Application Note | ElastoSens™ Bio
Microgels and Hydrogel Beads Mechanical Testing
Why are microgels important in the biomedical field?
Introduction
Microgels and hydrogel beads are increasingly used in biomedical and pharmaceutical applications due to their injectability, high surface-area-to-volume ratio, and modular size control. These small-scale hydrogels enable precise spatial delivery in controlled drug release, cell encapsulation, 3D bioprinting, and minimally invasive therapies. For an in-depth overview of emerging applications and performance factors in microgel-based systems, see How are microgels used in regenerative medicine?. In these applications, viscoelastic properties directly influence material performance—for example, how fast a drug is released, whether encapsulated cells survive, or how a printed structure holds its shape post-extrusion. Shear storage modulus (G′), in particular, provides insight into the gel’s stiffness and ability to resist deformation, which can impact drug diffusion rates, mechanical protection of cells, or structural integrity during and after delivery.
Challenges in mechanical testing of microgels and hydrogel beads
Soft, irregularly shaped hydrogels—such as microgels and hydrogel beads—play an important role in biomedical applications, yet their mechanical characterization remains challenging. Traditional tools like uniaxial compression testers, tensile rigs, rheometers, or atomic force microscopy (AFM) often involve direct contact and can be difficult to adapt for small, delicate samples. Challenges may include sample slippage, difficulties in mounting soft gels into grips or fixtures without deformation, or wall slip effects during rheological measurements.
To address these issues, researchers often turn to bulk hydrogel analogs as mechanical stand-ins. However, bead and bulk formulations may differ in their mechanical behavior. This distinction becomes especially relevant when injectable beads are designed for clinical use, yet mechanical data for regulatory or quality control purposes are derived solely from bulk samples. Testing methods that more closely replicate physiologically relevant conditions can help ensure that performance assessments accurately reflect the intended application.
Non-contact solution for microgels and beads mechanical testing
The ElastoSens™ Bio provides a valuable solution—enabling non-destructive, contactless, and geometry-independent mechanical testing under hydrated, physiologically relevant conditions. The ElastoSens™ Bio allows real-time tracking of viscoelastic properties within the same sample over time. This makes it particularly well suited for studying degradation behavior, drug release kinetics, or cell–matrix interactions.
For example, researchers developing chitosan-based hydrogel beads can compare the impact of molecular weight or crosslinking pH while ensuring that each bead type retains its desired stiffness over multiple days in buffer.

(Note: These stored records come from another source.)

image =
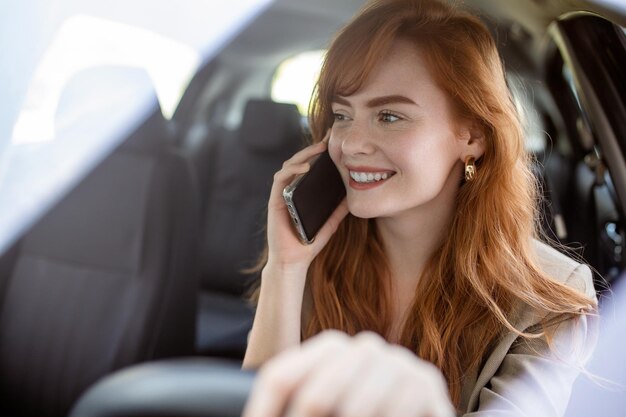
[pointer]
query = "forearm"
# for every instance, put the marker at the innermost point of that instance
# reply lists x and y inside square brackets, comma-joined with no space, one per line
[278,316]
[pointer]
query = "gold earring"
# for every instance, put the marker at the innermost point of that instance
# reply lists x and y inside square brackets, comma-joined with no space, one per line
[470,168]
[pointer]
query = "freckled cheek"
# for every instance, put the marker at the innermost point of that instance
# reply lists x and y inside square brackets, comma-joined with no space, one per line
[334,149]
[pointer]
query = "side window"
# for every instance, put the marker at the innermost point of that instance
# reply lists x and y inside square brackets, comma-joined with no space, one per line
[587,83]
[295,79]
[86,42]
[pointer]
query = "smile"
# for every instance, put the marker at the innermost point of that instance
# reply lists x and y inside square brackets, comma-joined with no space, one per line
[368,177]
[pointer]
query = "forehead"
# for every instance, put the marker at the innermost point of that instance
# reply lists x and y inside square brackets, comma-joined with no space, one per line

With rapid test cycles, built-in temperature and photostimulation control, ElastoSens™ Bio offers a unique advantage for researchers working in tissue engineering, drug delivery, and soft scaffold development—where subtle mechanical differences can have significant biological consequences.
For a broader overview of hydrogel formulation strategies and how ElastoSens™ Bio supports viscoelastic testing across biomaterial types, see our article on Formulation of Hydrogels.
Chitosan beads and bulk hydrogels preparation
Materials and methods
To prepare a 2% (w/v) chitosan solution, 1.0 g of medium molecular weight chitosan (250–300 kDa, ~95% degree of deacetylation, derived from mushrooms; product code C-M-85-401132, ChitoLytic) was gradually added to 50 mL of a 1% (v/v) acetic acid solution, prepared by mixing 0.5 mL of glacial acetic acid with
49.5 mL of demineralized water. The chitosan powder was added slowly under continuous magnetic stirring at room temperature (20–25 °C) to prevent clumping and ensure even dispersion. The solution was stirred for 18–24 hours, covered with parafilm to minimize evaporation, until it became visibly uniform and free of undissolved particles. The resulting 2% chitosan solution was then subjected to alkaline gelation in a 2 M NaOH bath using two different methods:
- Bead method: The chitosan solution was loaded into a micropipette and dispensed dropwise from a height of 2–3 cm into the NaOH bath, resulting in the formation of uniform spherical beads.
- Bulk method: The full 50 mL volume of chitosan solution was gently poured into the NaOH bath without agitation, forming a single monolithic hydrogel.
In both cases, the gels were left undisturbed in the NaOH solution for 30 minutes to allow complete physical crosslinking. Following gelation, the samples were rinsed repeatedly with demineralized water until neutral pH was reached and excess surface liquid was drained. The bead and bulk samples were then weighed to ensure equal mass (3.0 ± 0.3 g) prior to testing. Mechanical testing was performed using the ElastoSens™ Bio system for 3 minutes with 10-second intervals at 25 °C.
For readers seeking a deeper overview of chitosan formulation parameters—including molecular weight, degree of deacetylation, and various gelation methods—please refer to our related article on Chitosan Hydrogels Formulation and Testing.
Beads vs Bulk hydrogel mechanical properties
Results and discussion
Figure 1 shows a visual comparison of chitosan hydrogels prepared using bead and bulk gelation methods. Bead gels appeared as closely packed spherical aggregates, while bulk gels formed continuous, monolithic structures.
Quantitative measurements of gel properties are presented in Figure 2. The shear storage modulus (G′)—which reflects the material’s ability to store elastic energy and resist deformation—was slightly higher in bead gels (~3200 Pa) compared to bulk gels (~3000 Pa), indicating marginally greater stiffness. However, this difference was not statistically significant. The slightly higher G′ in bead gels may result from more uniform NaOH diffusion during their formation, potentially leading to denser or more homogeneous crosslinking.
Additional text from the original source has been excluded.